I need to have synchronised filesystems on two servers connected via VPN tunnel over WAN. Both servers run Samba with replicated settings. I've been looking for a solution to replicate also the files served by the servers for quite a while. It should do replication in both directions close to realtime without the need of a high bandwidth connection.

I have found many solutions for clustered filesystems or replication: Coda, Lustre, Intermezzo, DRBD, OpenAFS, Ceph, Hadoop, GlusterFS Unison and others. None of them seems to meet my needs, some are only HPC clusteruing solutions, others are focused on client caching and offline editing.

There is promising solution under development: XtreemFS. But its still under development, the latest version only supports read replication up to now.

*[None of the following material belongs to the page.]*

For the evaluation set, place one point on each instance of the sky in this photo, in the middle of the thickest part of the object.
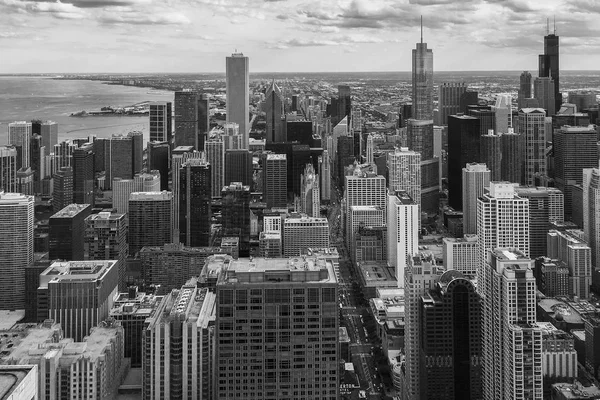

Has anyone a suggestion or solution?

I've been looking for something similar for a while, although I don't wish to use a distributed filesystem.

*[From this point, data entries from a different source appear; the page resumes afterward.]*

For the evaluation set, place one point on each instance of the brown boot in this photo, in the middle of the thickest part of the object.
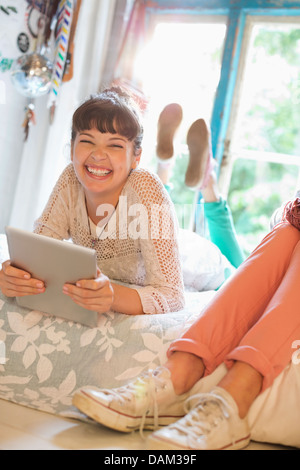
(201, 162)
(168, 123)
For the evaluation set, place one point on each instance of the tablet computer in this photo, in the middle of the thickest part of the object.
(55, 262)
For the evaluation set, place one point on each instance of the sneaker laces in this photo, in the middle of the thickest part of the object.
(209, 410)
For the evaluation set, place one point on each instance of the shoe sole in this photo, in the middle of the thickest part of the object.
(198, 141)
(154, 443)
(116, 420)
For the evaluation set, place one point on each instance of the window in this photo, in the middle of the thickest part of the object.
(265, 139)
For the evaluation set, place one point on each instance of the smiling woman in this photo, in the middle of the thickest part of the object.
(136, 274)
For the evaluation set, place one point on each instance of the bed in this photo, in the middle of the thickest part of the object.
(44, 360)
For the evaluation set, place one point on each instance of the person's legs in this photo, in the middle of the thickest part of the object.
(220, 223)
(168, 123)
(241, 303)
(201, 176)
(218, 419)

I have two zfs servers between two sites and want data to be synchronised both ways (changes made on both sites). It's only a 1mb connection so for large files accessing over the link is not practical, there needs to be local copies asynchronously replicated. I tried an rsync set-up, but that wasn't suitable. I was going to try a Unison based system as this seemed the only vaguely suitable tool available (even though it's not under active development).

Did you get anywhere with your system?

Quote:

Originally Posted by kuntergunt (Post 4137209)

I have found many solutions for clustered filesystems or replication: Coda, Lustre, Intermezzo, DRBD, OpenAFS, Ceph, Hadoop, GlusterFS Unison and others. None of them seems to meet my needs, some are only HPC clusteruing solutions, others are focused on client caching and offline editing.

That's a lot of time w/ Google or Wikipedia for each of your readers to look up each of them, how about providing links so we can better understand what you want & why these are not appropriate.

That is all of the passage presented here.